Chemical tests, such as nitrogen, potassium, phosphorus, and pH tests, are the one type of soil quality assessment easily available in most laboratories. But questions remain on the accuracy of do-it -yourself chemical test kits commonly available, such as Rapidtest kit, Lamotte test kit, and Mosser test kit. Accurate on site tests might increase adoption of soil testing by growers.

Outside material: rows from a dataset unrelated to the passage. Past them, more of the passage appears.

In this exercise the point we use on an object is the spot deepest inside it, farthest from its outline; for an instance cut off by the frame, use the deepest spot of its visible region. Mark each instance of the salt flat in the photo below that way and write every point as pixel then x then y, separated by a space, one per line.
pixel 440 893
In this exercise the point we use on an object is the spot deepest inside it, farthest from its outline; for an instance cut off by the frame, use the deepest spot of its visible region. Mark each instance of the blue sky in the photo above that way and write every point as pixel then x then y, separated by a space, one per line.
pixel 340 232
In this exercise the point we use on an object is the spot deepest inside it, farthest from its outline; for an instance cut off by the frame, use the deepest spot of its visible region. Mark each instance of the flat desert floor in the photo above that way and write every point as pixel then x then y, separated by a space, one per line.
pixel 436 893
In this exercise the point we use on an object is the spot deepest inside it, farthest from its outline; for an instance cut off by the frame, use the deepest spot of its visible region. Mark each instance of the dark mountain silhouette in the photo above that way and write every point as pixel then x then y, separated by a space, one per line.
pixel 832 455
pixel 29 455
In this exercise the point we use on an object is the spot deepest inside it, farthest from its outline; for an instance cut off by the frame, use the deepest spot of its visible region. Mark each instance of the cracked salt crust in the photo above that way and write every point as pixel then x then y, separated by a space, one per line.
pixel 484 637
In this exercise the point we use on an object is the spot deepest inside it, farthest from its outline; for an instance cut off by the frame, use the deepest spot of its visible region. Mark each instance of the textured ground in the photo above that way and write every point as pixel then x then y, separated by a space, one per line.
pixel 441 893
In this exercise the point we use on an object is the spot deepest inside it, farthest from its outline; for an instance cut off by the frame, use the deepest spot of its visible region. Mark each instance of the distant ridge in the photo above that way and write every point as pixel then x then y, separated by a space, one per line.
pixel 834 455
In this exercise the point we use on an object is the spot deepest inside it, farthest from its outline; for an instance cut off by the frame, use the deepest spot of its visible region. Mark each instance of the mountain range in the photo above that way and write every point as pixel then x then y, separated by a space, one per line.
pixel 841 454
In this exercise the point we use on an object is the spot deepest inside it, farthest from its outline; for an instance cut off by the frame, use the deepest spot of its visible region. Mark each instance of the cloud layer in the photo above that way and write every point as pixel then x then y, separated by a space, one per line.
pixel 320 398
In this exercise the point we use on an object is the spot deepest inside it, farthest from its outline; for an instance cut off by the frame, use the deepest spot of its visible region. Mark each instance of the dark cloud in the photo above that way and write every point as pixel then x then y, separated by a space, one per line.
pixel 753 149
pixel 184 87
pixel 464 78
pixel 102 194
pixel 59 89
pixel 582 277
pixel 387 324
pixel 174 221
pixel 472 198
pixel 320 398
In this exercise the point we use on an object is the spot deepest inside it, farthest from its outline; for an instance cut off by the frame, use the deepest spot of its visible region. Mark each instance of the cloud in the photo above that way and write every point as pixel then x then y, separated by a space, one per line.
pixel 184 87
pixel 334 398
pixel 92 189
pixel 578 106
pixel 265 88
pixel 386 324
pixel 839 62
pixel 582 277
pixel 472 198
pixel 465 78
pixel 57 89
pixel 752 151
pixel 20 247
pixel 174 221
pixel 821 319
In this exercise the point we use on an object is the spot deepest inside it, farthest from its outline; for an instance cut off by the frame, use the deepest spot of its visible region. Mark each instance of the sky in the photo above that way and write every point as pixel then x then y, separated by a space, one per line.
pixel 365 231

The goal of this study was to increase adoption of soil quality testing by growers through assessing the effectiveness and use of a number of simple on-site chemical, biological, and physical soil quality indicator tests. Simple tests for measuring soil physical, biological, and chemical properties were correlated to comparable lab analysis for their ability to distinguish between soils of known soil quality characteristics. Physical simple tests measured aggregate stability and included the NRCS slake test and other modified slaking tests. The biological simple tests included in this study were the Solvita respiration test which measures CO2 evolved in a given mass of soil over 24 hours, simplified Berlese funnel tests, earthworm abundance tests, and soil biodiversity tests measuring arthropods, earthworms, and organism diversity in soils respectively.  The chemical tests included, LaMotte, Mosser, and Rapid soil test kits to measure macronutrients and pH, and the Hana pH meter to measure only pH. Tests that compared favorably with corresponding lab analysis were taught to orchardists through demonstrations, and survey results were collected on their perceptions of these tests. Surveys on soil quality were also administered to Utah orchardists, to gain a better understanding of their current level of interest in and knowledge of soil quality.

Project Objectives:

1) Compare results of simple soil testing strategies to comparable standard lab tests.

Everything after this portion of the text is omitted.